Wednesday, September 25, 2024

Graphing Pastrami.


I had a client call the other morning at 7AM. It was our first substantive meeting, where we talked about work, not how much it would cost, and when I'd deliver. In this meeting we were to talk about the information I needed to do the work they wanted.

To me, it's always a good sign when a client wants a call at 7 in the morning. Especially if some of the clients are out in San Francisco--and they're on the call at 4AM their time. It shows they're not dilettantes. That they want to be there.

When you run your own business--and you're working with clients who don't have giant marketing departments--you look for signs like that. If they're willing to get on the phone early in the morning, it shows they're serious. They regard ads as being important. A value, not just a cost.

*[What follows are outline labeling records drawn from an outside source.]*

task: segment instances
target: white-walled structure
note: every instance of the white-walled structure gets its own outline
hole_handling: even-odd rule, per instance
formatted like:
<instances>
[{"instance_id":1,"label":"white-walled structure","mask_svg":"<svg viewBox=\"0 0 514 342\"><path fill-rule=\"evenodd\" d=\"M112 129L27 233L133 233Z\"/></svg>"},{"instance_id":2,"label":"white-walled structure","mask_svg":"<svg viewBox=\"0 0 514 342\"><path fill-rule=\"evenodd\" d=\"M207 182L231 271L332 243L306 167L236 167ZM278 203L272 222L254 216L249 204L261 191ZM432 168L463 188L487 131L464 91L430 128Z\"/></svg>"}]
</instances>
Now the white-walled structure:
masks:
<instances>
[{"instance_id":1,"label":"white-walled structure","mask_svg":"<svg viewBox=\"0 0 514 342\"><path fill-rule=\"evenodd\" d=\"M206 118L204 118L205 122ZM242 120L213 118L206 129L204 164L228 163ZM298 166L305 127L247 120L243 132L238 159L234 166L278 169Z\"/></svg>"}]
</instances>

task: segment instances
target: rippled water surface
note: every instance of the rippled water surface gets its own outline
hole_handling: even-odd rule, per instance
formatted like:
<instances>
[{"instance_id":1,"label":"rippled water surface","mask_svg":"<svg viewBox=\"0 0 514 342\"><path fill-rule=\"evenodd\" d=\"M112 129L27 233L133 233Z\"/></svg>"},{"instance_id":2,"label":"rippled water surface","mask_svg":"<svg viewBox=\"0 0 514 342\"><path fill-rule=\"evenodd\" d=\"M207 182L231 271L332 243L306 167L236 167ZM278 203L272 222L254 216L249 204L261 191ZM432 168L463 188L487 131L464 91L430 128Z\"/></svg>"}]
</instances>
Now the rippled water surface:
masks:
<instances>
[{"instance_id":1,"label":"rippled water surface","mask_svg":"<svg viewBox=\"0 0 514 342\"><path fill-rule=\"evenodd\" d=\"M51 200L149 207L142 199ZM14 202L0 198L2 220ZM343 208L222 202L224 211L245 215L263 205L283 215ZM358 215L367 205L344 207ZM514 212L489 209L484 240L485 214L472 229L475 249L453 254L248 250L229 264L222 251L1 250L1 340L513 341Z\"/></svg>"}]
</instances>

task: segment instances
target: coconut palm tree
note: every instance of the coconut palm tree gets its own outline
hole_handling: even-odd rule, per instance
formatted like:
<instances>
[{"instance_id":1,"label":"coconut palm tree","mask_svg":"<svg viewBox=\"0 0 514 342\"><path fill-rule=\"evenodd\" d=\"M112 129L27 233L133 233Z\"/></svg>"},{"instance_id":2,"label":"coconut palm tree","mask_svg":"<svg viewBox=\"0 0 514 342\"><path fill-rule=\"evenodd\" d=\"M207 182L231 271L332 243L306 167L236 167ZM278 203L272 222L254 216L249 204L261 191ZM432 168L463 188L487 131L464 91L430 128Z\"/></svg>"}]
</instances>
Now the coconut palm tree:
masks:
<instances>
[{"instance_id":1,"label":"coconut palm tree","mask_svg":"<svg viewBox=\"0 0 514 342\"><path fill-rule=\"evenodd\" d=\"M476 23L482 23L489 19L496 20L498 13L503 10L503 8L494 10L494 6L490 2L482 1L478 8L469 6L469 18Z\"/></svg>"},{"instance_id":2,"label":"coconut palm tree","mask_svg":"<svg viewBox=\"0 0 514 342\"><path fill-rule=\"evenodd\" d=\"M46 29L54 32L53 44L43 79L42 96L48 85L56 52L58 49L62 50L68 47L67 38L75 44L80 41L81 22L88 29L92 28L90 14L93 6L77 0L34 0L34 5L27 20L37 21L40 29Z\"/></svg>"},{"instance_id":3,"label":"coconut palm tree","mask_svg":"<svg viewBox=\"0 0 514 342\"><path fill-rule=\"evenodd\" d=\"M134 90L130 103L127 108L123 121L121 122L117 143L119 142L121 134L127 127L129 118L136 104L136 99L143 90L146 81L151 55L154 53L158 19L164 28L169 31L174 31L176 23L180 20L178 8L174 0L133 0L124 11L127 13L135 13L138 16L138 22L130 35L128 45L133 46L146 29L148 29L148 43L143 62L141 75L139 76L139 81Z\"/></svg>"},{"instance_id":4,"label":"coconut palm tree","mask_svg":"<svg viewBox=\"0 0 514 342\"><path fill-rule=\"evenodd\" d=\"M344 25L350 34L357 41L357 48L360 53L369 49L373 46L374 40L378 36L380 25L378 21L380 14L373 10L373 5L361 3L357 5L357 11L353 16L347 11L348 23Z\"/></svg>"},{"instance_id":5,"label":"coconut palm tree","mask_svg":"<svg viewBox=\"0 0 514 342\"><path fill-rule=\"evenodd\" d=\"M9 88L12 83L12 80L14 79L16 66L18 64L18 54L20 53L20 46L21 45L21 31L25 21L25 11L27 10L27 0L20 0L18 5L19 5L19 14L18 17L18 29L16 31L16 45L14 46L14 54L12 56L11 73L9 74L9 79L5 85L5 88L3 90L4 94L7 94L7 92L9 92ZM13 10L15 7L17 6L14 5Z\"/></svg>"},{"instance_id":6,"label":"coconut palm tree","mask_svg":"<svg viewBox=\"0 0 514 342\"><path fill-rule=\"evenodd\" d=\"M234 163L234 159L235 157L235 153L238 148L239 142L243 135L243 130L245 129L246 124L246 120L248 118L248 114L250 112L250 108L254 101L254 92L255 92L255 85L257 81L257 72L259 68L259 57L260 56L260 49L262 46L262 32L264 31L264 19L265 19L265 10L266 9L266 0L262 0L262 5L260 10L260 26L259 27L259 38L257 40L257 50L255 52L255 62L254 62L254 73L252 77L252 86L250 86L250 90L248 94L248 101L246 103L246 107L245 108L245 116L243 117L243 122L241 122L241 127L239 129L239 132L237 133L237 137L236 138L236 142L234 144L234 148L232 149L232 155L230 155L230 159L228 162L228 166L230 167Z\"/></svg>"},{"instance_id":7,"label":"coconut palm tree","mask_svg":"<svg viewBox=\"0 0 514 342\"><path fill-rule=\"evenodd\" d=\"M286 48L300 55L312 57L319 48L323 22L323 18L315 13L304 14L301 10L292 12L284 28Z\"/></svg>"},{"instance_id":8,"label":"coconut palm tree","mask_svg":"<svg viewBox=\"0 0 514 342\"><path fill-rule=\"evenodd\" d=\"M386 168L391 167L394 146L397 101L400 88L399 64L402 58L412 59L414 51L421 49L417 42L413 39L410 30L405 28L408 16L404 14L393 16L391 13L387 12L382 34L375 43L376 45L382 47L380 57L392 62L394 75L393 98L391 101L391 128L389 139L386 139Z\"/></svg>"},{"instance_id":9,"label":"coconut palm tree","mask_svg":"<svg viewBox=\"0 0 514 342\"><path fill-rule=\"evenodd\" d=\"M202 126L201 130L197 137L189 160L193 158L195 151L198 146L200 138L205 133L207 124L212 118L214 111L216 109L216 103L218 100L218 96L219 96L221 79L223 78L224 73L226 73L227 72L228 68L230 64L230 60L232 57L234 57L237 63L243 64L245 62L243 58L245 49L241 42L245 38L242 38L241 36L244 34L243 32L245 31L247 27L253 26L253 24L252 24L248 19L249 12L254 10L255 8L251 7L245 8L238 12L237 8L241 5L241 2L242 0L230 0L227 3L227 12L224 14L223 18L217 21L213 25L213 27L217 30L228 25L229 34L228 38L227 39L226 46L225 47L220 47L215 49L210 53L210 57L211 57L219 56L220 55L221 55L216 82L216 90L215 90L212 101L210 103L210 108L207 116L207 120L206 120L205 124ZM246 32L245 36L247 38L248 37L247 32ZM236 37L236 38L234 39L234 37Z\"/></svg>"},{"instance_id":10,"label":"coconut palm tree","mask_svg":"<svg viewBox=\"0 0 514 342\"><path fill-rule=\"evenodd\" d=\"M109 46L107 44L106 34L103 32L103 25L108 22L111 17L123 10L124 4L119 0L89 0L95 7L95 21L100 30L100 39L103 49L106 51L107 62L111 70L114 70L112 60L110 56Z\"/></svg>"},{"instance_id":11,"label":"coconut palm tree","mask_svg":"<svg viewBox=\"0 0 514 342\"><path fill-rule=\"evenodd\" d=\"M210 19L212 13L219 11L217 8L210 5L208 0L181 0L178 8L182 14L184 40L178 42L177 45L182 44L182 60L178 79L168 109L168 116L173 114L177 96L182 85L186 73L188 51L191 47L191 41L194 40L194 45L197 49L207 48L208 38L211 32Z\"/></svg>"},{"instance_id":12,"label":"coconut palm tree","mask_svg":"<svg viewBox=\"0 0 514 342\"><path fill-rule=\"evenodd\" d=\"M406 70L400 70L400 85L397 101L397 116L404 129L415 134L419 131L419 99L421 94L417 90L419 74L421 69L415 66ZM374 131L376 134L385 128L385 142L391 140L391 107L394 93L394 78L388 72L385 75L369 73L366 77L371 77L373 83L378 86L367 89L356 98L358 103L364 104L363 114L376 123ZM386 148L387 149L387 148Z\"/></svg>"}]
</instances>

If I were a car salesman, I'd look for similar signals. If someone drove in in a jalopy, or with their kids in tow, I'd figure I had a hot prospect. If they came alone in a 2023 Mercedes S-Class with 5200 miles on the odometer, I'd figure I had someone who was just killing time. Likewise if I was a meat-cutter at Katz's, I'd pay a lot more attention to fat people.

Early on in the call, I drew the schematic above and shared it with my client over Zoom. 

I was flying solo on this call and to be clear I didn't really know what my new client did or made or provided or offered. But my Account Director had sent them a nice scope and they signed it within minutes of receiving it. Those aren't calls I tend to be dilatory about.

I said to them, all in an effort to wrap my head around their selling proposition, "most things you engage in--or don't engage in follow this chart. Now, I just drew it, so it might not be 100-percent right. But I'm just thinking right now.

"Say point #1 is your new expensively produced YouTube video or the new restaurant you opened up. It starts off pretty good. It's shiny and new and good-to-look-at and people flock to it."

They grasped the metaphor. Another good sign when you're working with me. Metaphors explain life. They're often how we can make visceral the difference a brand or a product provides.

"By point 2," I continued, "most people are bored. You know all those commercials for expensive cars which have a raindrop meandering down a window for 20 seconds with the reflection of a high-cheek-boned model looking for her kids to run in from soccer practice? It looks good for a few seconds but someone--the agency, the ECD, the CCO, the Global CCO, the worldwide Global CCO of the Americas, the Chief Borderless Creativity Officer, someone--forgot that things--even one-liners have to go somewhere. Otherwise, people get bored. 


People from Atlanta, San Francisco, Austin and Singapore nodded via Zoom. 

"Susan Sarandon, Baseball Annie in Bull Durham, said 'a man will listen to anything if he thinks it's foreplay.' But most messages have the suspense, meaning and payoff equivalent to the instructions on a package of microwave popcorn. They're not interesting."

Again I got Zoom-nodding across 8,000 miles of our planet.

"By point 3, you've lost 97-percent of everyone you started with. Even your spouse and your parents have dropped off by now. You've bored people.

"And by point 4, you're in even worse shape. You haven't just bored people. You've lost them forever. You've pissed them off. You've annoyed them. Shouted at them. Failed to deliver. Lied."

The Zoom was tsk-ing internationally.

"That's what happens in most relationships--with companies, with brands, interpersonally. They don't do what they say they're going to do."

I was warmed up by now and I was cooking with solar-power.



"If you lay on-top of my schematic Gartner's "Hype Cycle," you've really got the nub of the problem. Take software for instance, or your VCR or your car's navigation system. You're told how amazing and transformational it will be. You're told how it can do absolutely everything for you from filing your nails to filing your taxes to walking the dog. Then in about a day, you realize the whole damn thing is a crock and you'd have to be the bastard spawn of Richard Feynman crossed with Stephen Hawking to figure out how to turn it on.

"That's the problem you're solving," I ended. "That's what your company does. You make the things that don't really work despite all the fanfare, you make them work. You deliver the things other people only say they can deliver."

The call ended not long after I finished.

Every once-in-a-while I actually believe I'm good at my job.